Autre paradoxe de la bien-pensance : la défiance à l’égard du jugement critique des publics récepteurs. Il y a 50 ans, le public avait droit à toutes les audaces créatives avec l’idée qu’il s’en amuserait et qu’il ne s’y laisserait pas prendre : « C’est de la pub ». Aujourd’hui, le public est considéré comme connecté et averti. On se donne l’impression de s’adresser à des gens intelligents. Et en même temps, tout est plus conventionnel : les spectateurs n’ont plus droit par prévention, qu’à une bande passante de plus en plus étroite au motif qu’ils pourraient ne pas comprendre le second degré ou le décalage. Ils pourraient se méprendre…

Outre qu’il stérilise la créativité, un tel postulat témoigne paradoxalement d’une vision méprisante et infantilisante des publics.

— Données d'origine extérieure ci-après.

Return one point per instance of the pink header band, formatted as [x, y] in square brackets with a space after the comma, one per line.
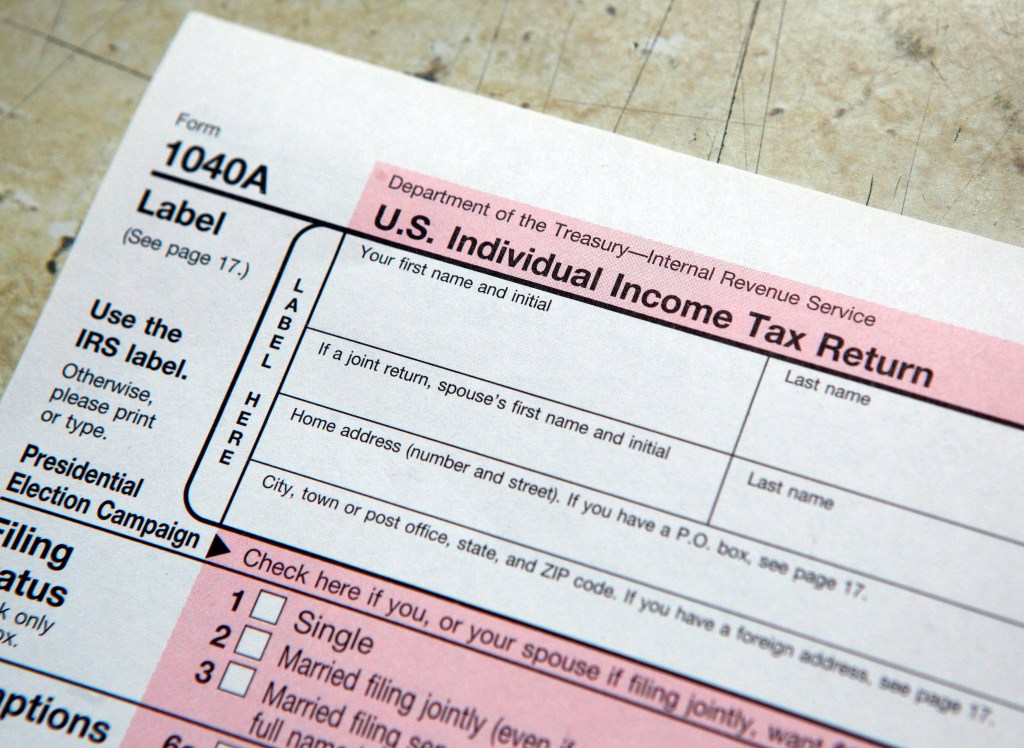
[864, 341]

Encadré : La publicité à l’heure du Covid

Il y a un « avant » et un « après Covid » dans cette montée en puissance des bons sentiments dans la publicité. On se rappelle que la pandémie et le confinement ont exacerbé le besoin de prendre soin les uns des autres. Le message essentiel diffusé sur la quasi-totalité des médias était « nous sommes ensemble » et « prenez soin de vous ». Les discours publicitaires n’ont pas échappé à cette tendance à l’uniformisation. La vidéo « Every Covid-19 Commercial is Exactly the Same » (Toutes les publicités lors de la première vague de Covid-19 sont exactement les mêmes) démontre ce phénomène : après une musique sombre au piano, la marque nous explique que nous vivons des « temps incertains », mais que « nous sommes là pour vous » ; elles nous annoncent accorder la priorité « aux gens » et nous invitent à ne pas oublier que « nous sommes tous dans le même bateau ! » avant de clôturer leur publicité avec les applaudissements de la population pour les soignants.

Le souci n’est pas de vouloir prendre soin les uns des autres (quoiqu’il vaille mieux que cela soit sincère…), mais le fait que toutes les marques disent la même chose, de surcroît de la même façon.

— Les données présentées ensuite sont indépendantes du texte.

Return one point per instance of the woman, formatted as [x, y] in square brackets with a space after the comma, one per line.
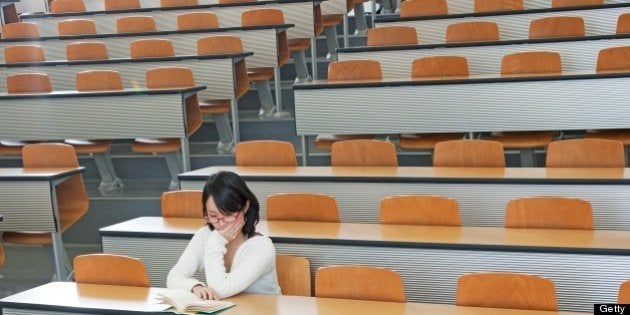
[235, 258]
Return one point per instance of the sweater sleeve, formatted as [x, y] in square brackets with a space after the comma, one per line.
[255, 259]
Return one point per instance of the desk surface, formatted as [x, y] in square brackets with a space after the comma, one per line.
[72, 297]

2. Des conséquences inquiétante

2.1. L’« insincérité » devient un risque majeur pour les marques

Les marques qui « mettent en publicité » (comme on met en scène) leur bienveillance, comme les entreprises à mission qui convoquent l’intérêt général doivent avoir conscience du retour de bâton possible si leurs actes ne sont pas en cohérence avec leurs déclarations. Le public a conscience que cela n’interdit, ni l’hypocrisie, ni le double langage. La facilité d’accès à leurs éléments de communication comme l’abondance d’informations sur leur organisation et leurs actes les exposent à un exercice de « fact checking » (vérification des faits) permanent.

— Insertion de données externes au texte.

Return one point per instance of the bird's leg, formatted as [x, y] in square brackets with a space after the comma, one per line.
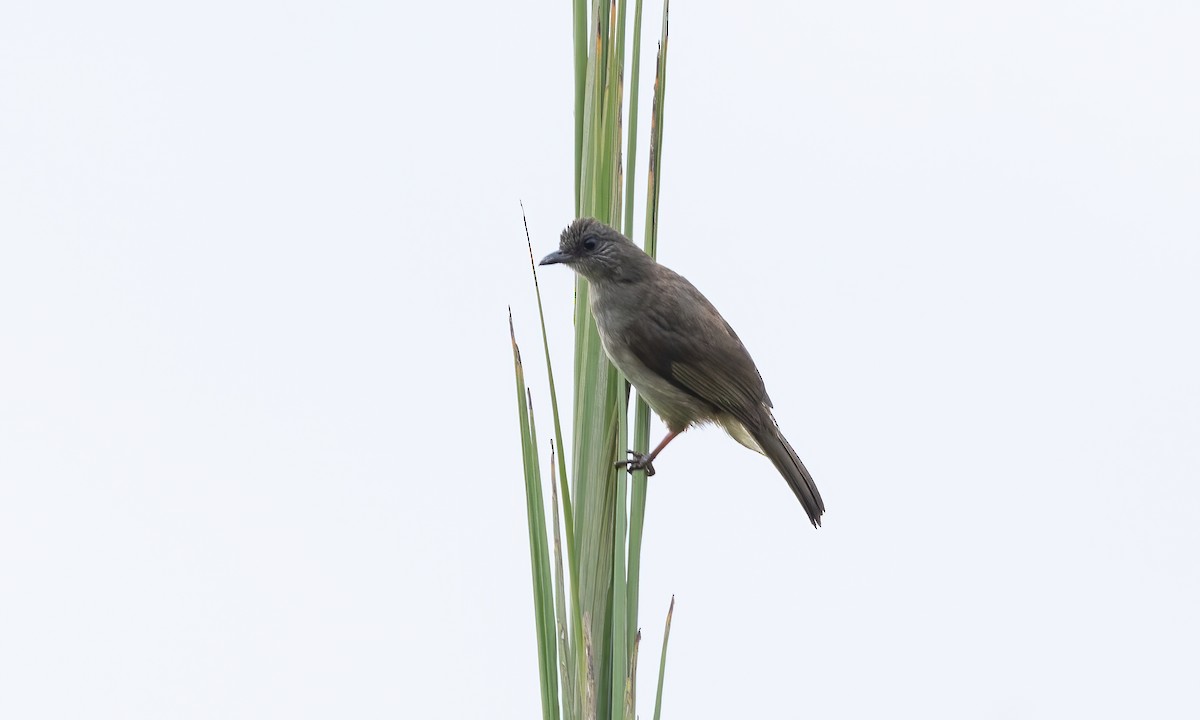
[646, 462]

2.2. La standardisation a des effets appauvrissants sur la création et même potentiellement sur l’économie

Le contexte très normatif et d’empathie à outrance finit par donner l’impression que toutes les marques disent la même chose. Ce qui est à l’opposé de la raison d’être de la publicité : différencier. Le politiquement correct et la volonté de ne pas dénoter lissent et affadissent le discours publicitaire. Ils anesthésient la création. En en gommant les aspérités, ils en détruisent aussi la valeur-ajoutée créative et engendrent un déficit d’impact. Ce qui était un investissement devient un gaspillage d’argent.

3. Des défis pour les professionnels de la publicité et de la communication

3.1. Défendre la créativité publicitaire

La France compte deux « champions internationaux de la créativité » (Havas et Publicis) et compte parmi les agences les plus créatives au monde, multirécompensées dans les compétitions internationales (cf. Cannes Lions 2023). Il y a dans la défense de l’expressivité publicitaire un sujet de souveraineté créative et un enjeu économique.

3.2. Redonner à la publicité sa vraie mission

La publicité n’est pas qu’une information. En renforçant trop le consensus ambiant autour de l’empathie, la publicité oublie son rôle initial : faire émerger un produit ou un service original. Elle risque de perdre toute capacité à raconter une histoire, projeter un imaginaire et à mobiliser les innovations.

Le CEP rappelle sa conviction qui consiste à croire en la capacité critique et l’intelligence du public et en sa clairvoyance vis-à-vis de la publicité.

Le secteur de la publicité est confronté à l’Intelligence Artificielle. Cette évolution peut mettre en cause la créativité. C’est pourquoi le CEP réaffirme le rôle clé de la publicité à l’avant-garde de l’humour, de l’audace et de la production d’imaginaires attractifs, porteurs de sens et efficaces.

Le CEP invite les professionnels de la publicité à ne pas se résigner et à faire ce qu’ils savent si bien : résister.

Résister à la bien-pensance.

Résister aux idées convenues.

Résister aux solutions faciles.

Résister, pour quoi faire ?

Pour qu’humour, décalage, créativité voire transgression soient présents dans un espace public et une société qui en a besoin.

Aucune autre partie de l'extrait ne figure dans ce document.